Church minister from Samoa charged with assault
A church minister from Samoa, who entered American Samoa last week on a 14-day permit, was taken into custody late Tuesday night for allegedly assaulting a male relative, during a beer drinking session.
Selesitino Teofilo is charged with two misdemeanor counts of third degree assault and public peace disturbance. Samoa News was able to confirm, through members of the defendant’s family, that Teofilo is a church minister from a village on the island of Savai’i, Samoa.
When Teofilo made his initial appearance Wednesday morning, District Court Judge Fiti A. Sunia told the defendant that the permit allowing him to enter American Samoa provides a good chance for Teofilo to visit the territory, but not a chance to “visit the court house.” The judge also noted that this is not the first time that these types of cases have landed in court, in which the person comes here to visit, but ends up in court for violating local laws.
Teofilo, through Assistant Public Defender Kate Hannaher, entered a not guilty plea to the misdemeanor counts, and the court has set another hearing for today, June 23, which is also the same date that the defendant — who came here for a family fa’alavelave — is scheduled to return to Samoa.
The Immigration officer who attended Wednesday’s court proceedings informed Sunia that Teofilo entered the territory last Friday, June 16, on a 14-day permit and is scheduled to return to Samoa on June 23.
Sunia agreed to release the defendant on his own recognizance but under several conditions. He is prohibited from consuming alcohol and making any contact with the alleged victim.
Sunia stressed to the defendant the importance of complying with conditions of his release set by the court, because violation of any of these conditions, means he will not be returning to Samoa today, but will be taken into custody.
The charges against Teofilo stem from an incident that occurred Tuesday night at the Auma area of Leone; and it was the victim who contacted police for assistance, saying that while at a family gathering, he was allegedly assaulted by several men who had been drinking beer with him.
According to court information, the police officer who spoke with the victim observed injuries to the victim’s mouth, chin, and knee.
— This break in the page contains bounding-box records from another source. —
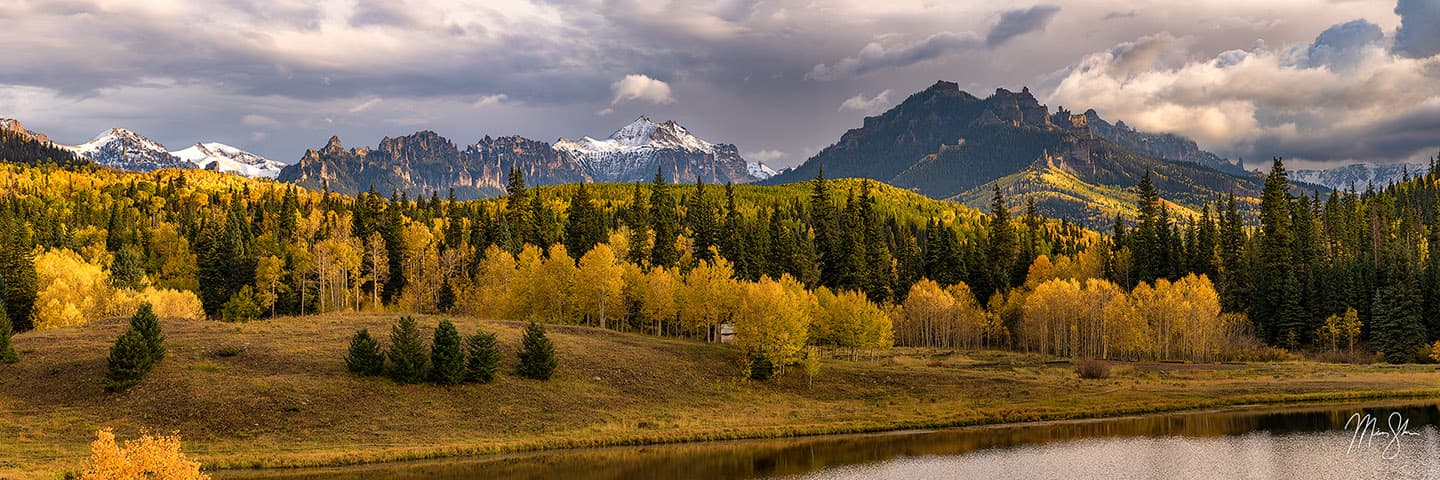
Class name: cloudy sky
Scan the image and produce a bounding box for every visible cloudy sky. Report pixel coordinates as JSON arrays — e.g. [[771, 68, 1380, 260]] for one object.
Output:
[[0, 0, 1440, 167]]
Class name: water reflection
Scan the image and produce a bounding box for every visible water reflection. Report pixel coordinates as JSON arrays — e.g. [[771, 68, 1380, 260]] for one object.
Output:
[[216, 404, 1440, 480]]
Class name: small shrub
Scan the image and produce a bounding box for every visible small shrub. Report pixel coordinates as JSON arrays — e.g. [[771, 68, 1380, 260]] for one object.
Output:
[[105, 329, 154, 392], [220, 285, 261, 321], [81, 428, 210, 480], [1076, 359, 1110, 379], [517, 321, 556, 381], [346, 329, 384, 375], [387, 317, 429, 383], [465, 332, 500, 383], [431, 320, 465, 385]]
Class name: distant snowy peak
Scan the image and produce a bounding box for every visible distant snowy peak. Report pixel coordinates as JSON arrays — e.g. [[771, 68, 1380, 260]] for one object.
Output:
[[72, 128, 194, 172], [1290, 163, 1430, 190], [554, 117, 775, 183], [170, 141, 285, 179], [746, 161, 779, 180]]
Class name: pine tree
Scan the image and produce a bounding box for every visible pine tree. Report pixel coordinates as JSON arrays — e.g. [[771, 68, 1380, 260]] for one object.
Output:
[[130, 303, 166, 362], [649, 170, 680, 267], [564, 183, 606, 258], [105, 329, 156, 392], [517, 321, 556, 381], [976, 182, 1018, 298], [1250, 157, 1305, 340], [346, 329, 384, 376], [386, 316, 429, 383], [465, 332, 500, 383], [625, 182, 649, 265], [0, 222, 39, 332], [0, 294, 20, 363], [431, 320, 465, 385]]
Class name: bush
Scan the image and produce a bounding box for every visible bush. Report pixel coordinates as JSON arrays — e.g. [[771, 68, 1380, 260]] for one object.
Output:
[[387, 317, 429, 383], [465, 332, 500, 383], [431, 320, 465, 385], [105, 329, 154, 392], [220, 285, 261, 321], [0, 299, 20, 363], [750, 353, 775, 382], [81, 428, 210, 480], [1076, 359, 1110, 379], [346, 329, 384, 375], [517, 321, 556, 381], [130, 303, 166, 362]]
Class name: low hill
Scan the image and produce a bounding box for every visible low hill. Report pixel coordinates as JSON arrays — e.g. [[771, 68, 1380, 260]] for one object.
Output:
[[0, 313, 1434, 479]]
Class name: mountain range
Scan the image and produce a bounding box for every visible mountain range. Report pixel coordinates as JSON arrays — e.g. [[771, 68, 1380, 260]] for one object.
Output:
[[278, 117, 773, 199], [768, 81, 1264, 228]]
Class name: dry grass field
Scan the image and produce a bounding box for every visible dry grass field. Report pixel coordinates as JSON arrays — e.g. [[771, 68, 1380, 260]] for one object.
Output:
[[0, 314, 1440, 479]]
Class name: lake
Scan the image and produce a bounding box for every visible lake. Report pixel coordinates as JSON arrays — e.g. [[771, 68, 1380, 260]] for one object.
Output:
[[215, 402, 1440, 480]]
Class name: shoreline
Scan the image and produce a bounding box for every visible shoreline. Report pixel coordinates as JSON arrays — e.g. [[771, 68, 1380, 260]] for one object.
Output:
[[206, 389, 1440, 479]]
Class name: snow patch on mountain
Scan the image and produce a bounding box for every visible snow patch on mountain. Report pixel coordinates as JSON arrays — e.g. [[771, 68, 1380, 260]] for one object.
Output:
[[68, 128, 194, 172], [1290, 163, 1430, 190], [170, 141, 285, 179], [554, 117, 775, 182]]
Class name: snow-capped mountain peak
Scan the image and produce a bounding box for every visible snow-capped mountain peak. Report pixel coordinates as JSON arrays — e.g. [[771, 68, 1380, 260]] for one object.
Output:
[[170, 141, 285, 179], [72, 128, 194, 172], [554, 115, 769, 183]]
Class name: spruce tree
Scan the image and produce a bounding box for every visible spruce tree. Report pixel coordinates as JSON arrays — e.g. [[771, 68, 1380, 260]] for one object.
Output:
[[564, 183, 606, 258], [346, 329, 384, 376], [130, 303, 166, 362], [517, 321, 556, 381], [1250, 157, 1300, 343], [105, 329, 156, 392], [465, 332, 500, 383], [0, 295, 20, 363], [0, 221, 39, 332], [386, 316, 429, 383], [976, 182, 1018, 298], [649, 169, 680, 267], [625, 182, 649, 265], [431, 320, 465, 385]]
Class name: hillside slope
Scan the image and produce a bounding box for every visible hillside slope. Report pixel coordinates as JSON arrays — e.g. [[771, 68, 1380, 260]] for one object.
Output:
[[0, 314, 1434, 479]]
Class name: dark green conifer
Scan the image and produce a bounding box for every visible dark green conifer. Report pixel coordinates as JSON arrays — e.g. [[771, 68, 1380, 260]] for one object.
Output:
[[346, 329, 384, 376], [431, 320, 465, 385]]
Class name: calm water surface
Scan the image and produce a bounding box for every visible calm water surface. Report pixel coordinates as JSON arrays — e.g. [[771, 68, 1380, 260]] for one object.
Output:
[[216, 402, 1440, 480]]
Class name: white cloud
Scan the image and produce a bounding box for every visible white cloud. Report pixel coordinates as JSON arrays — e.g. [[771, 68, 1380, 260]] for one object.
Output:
[[1047, 23, 1440, 166], [240, 114, 279, 127], [835, 88, 894, 114], [348, 97, 382, 114], [474, 94, 510, 108], [611, 74, 675, 107], [742, 148, 791, 164]]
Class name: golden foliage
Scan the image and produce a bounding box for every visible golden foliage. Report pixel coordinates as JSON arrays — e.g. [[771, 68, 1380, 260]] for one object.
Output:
[[81, 428, 210, 480]]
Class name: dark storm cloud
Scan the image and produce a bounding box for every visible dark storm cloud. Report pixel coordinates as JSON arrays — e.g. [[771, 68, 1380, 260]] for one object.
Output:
[[985, 4, 1060, 46], [1395, 0, 1440, 58]]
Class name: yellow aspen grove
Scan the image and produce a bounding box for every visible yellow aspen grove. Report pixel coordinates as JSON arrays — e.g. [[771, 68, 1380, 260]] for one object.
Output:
[[81, 428, 210, 480], [575, 244, 625, 329], [734, 275, 815, 373], [678, 258, 739, 342]]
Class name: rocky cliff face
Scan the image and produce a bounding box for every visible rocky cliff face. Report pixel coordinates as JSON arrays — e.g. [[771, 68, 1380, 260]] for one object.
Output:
[[279, 117, 769, 199], [0, 118, 50, 143]]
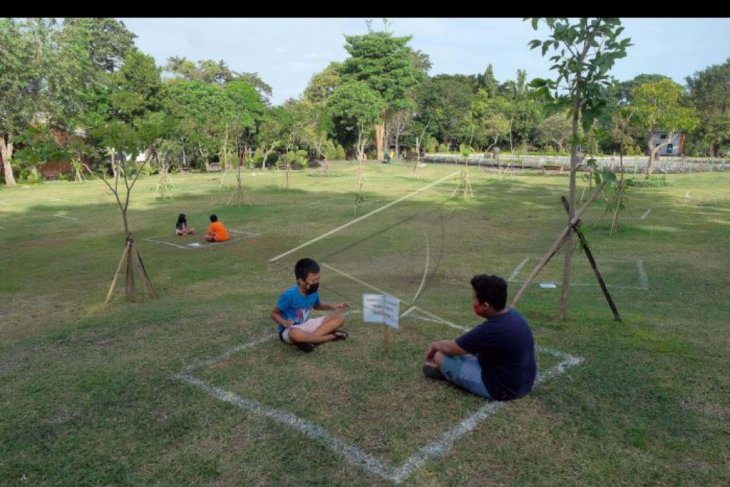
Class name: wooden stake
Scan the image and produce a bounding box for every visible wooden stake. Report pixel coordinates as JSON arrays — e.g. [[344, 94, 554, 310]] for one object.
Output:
[[134, 249, 157, 298], [104, 240, 129, 304], [510, 182, 606, 306], [560, 196, 622, 321]]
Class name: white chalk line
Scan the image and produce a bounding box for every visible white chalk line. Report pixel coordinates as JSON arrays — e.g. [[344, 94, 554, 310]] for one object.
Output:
[[269, 171, 461, 262], [411, 230, 431, 304], [507, 257, 649, 290], [144, 230, 261, 250], [636, 259, 649, 289], [507, 257, 530, 282], [174, 269, 583, 483], [320, 262, 410, 304]]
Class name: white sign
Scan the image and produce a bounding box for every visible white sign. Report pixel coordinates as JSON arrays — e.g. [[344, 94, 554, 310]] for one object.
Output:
[[362, 294, 400, 329]]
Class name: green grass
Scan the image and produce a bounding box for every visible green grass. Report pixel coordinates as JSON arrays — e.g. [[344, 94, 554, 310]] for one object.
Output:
[[0, 163, 730, 486]]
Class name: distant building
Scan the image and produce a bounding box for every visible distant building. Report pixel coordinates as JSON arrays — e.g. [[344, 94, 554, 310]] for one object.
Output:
[[651, 130, 685, 156]]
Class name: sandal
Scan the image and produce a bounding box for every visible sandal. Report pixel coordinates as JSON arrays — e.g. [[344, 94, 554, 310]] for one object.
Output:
[[423, 364, 446, 379]]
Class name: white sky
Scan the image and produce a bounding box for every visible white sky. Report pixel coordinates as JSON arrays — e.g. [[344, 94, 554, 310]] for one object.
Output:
[[119, 17, 730, 105]]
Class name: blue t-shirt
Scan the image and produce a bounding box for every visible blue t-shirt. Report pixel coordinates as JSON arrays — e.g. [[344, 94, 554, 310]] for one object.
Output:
[[456, 309, 537, 401], [276, 284, 319, 333]]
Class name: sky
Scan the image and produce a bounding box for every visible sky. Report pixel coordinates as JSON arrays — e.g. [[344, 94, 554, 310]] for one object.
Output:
[[118, 17, 730, 105]]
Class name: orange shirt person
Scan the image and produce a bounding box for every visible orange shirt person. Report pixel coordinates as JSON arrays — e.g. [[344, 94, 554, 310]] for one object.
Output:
[[205, 215, 231, 242]]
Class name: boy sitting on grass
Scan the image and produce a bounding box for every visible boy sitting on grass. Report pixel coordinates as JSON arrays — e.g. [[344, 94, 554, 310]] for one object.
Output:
[[270, 257, 350, 352]]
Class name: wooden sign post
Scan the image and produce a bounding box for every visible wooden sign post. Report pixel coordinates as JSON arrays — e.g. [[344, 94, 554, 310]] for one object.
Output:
[[362, 294, 400, 353]]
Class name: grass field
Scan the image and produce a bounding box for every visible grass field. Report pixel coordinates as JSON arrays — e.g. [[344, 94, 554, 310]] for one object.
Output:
[[0, 162, 730, 486]]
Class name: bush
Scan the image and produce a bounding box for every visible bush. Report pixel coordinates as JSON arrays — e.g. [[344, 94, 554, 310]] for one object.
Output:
[[626, 176, 672, 188], [18, 167, 43, 184]]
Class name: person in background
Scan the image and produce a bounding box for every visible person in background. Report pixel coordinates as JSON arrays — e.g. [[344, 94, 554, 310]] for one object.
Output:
[[205, 215, 231, 242], [175, 213, 195, 235]]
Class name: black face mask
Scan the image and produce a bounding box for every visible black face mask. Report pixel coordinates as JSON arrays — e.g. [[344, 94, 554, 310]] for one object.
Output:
[[305, 282, 319, 295]]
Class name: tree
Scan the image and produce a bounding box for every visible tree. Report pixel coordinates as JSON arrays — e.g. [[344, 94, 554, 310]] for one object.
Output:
[[470, 89, 510, 152], [687, 58, 730, 156], [0, 18, 55, 186], [415, 75, 475, 147], [165, 56, 272, 103], [530, 18, 631, 321], [327, 81, 385, 160], [340, 24, 430, 160], [631, 79, 699, 178], [304, 62, 341, 103], [537, 113, 572, 152]]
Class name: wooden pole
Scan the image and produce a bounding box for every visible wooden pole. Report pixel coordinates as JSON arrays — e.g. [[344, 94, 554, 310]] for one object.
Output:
[[560, 196, 623, 322], [134, 249, 157, 298], [510, 181, 606, 306], [104, 240, 130, 304]]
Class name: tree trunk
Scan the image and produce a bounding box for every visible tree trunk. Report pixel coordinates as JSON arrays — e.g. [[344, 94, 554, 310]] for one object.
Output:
[[375, 124, 385, 161], [0, 134, 15, 186], [357, 125, 364, 161], [646, 135, 656, 178], [558, 96, 581, 321]]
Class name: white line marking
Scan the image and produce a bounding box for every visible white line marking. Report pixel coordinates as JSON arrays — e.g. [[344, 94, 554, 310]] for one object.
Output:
[[174, 218, 583, 483], [180, 333, 276, 375], [411, 230, 431, 304], [174, 332, 583, 483], [144, 230, 261, 250], [176, 374, 393, 479], [321, 262, 410, 304], [636, 259, 649, 289], [507, 257, 530, 282], [400, 306, 416, 318], [269, 171, 460, 262]]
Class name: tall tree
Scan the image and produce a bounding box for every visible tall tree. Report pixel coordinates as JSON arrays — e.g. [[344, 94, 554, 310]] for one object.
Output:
[[416, 75, 475, 147], [304, 62, 341, 103], [0, 18, 56, 186], [327, 81, 385, 160], [165, 56, 272, 103], [687, 58, 730, 156], [631, 79, 699, 178], [341, 26, 429, 160], [530, 18, 631, 321]]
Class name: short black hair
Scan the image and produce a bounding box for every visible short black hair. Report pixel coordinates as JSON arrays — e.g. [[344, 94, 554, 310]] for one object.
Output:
[[471, 274, 507, 311], [294, 257, 319, 280]]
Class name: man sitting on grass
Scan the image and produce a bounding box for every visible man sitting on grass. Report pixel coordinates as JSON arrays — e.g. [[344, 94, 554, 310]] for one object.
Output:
[[270, 258, 350, 352], [423, 274, 537, 401]]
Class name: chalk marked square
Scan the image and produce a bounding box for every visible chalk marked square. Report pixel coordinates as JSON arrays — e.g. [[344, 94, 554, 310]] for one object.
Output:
[[144, 230, 261, 250], [174, 306, 583, 483]]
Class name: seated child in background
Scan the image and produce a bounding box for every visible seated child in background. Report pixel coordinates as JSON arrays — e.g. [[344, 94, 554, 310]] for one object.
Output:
[[205, 215, 231, 242], [175, 213, 195, 235]]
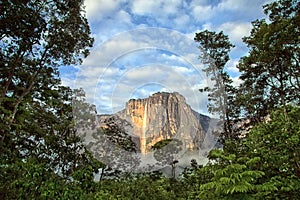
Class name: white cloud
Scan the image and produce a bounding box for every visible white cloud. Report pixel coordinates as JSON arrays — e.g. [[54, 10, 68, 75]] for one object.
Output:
[[84, 0, 122, 21], [63, 0, 274, 115], [192, 5, 215, 22]]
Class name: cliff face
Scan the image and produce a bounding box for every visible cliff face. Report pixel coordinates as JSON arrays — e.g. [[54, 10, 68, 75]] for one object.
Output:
[[102, 93, 208, 153]]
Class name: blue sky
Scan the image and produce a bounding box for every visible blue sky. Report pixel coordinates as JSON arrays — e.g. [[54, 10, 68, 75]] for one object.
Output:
[[60, 0, 270, 114]]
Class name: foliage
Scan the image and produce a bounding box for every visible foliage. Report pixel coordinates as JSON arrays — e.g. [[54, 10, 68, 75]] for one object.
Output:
[[194, 30, 238, 139], [238, 0, 300, 121]]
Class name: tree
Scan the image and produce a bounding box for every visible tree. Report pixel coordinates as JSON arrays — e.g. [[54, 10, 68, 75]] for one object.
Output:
[[0, 0, 99, 197], [194, 30, 236, 141], [0, 0, 93, 139], [238, 0, 300, 121]]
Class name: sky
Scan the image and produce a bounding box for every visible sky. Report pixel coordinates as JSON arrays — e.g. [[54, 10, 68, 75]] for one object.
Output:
[[60, 0, 270, 114]]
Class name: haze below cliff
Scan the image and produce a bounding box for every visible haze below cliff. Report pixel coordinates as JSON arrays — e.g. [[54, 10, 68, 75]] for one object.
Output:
[[85, 92, 220, 171]]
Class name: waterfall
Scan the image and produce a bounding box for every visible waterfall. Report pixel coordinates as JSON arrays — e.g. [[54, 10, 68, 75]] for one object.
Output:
[[140, 102, 148, 153]]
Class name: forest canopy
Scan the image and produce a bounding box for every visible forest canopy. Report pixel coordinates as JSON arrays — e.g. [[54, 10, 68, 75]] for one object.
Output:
[[0, 0, 300, 199]]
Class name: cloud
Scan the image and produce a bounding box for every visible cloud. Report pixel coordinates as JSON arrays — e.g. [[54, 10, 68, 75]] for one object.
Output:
[[62, 0, 274, 113], [84, 0, 122, 21]]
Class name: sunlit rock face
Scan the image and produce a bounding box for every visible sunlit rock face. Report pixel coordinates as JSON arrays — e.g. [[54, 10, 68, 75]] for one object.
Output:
[[102, 92, 209, 154]]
The victim was treated by EMS personnel before providing a verbal statement to police.
According to the victim, he was visiting his wife’s relatives from Apia who came for a funeral and later that evening, they gathered “to have a few drinks.”
The victim, according to court information, had gone back and forth several times to a store to buy beer for the group. After returning from his last trip to the store, the victim alleges that he was confronted by a few family members and after a brief conversation he decided to call it a night.
As he turned to make his way — leaving the hut, where they were drinking — the victim alleges that he “was ambushed by a man named Selestino and a few of his family members.” The victim told police that he tried to fight off Selestino after “being hit several times” which caused him to hit the ground.
After family members broke up the fight, the victim went home. The victim told police that when he got home “he did not feel well and that is when he decided to call police for assistance.”
The Tafuna police substation dispatched officers to assist with the case, searching for the individual(s) who were allegedly involved in the assault. Upon arrival at the scene, police met Teofilo, who was with another male relative, and Teofilo allegedly admitted getting into a fight with the victim.
When police asked about the others involved in the fight, the defendant allegedly told them that he acted alone and those who jumped in, were only there to break up the fight between him and the victim.
Teofilo was taken to the Leone substation where he was booked for public peace disturbance and third degree assault, according to court information, which also states that during the booking process, police “observed the suspect (Teofilo) to be under the influence of alcohol as could be observed [from] his slurred speech and alcohol being emitted from the suspect’s breath and body.”
It’s not immediately clear what the motive was, behind the assault.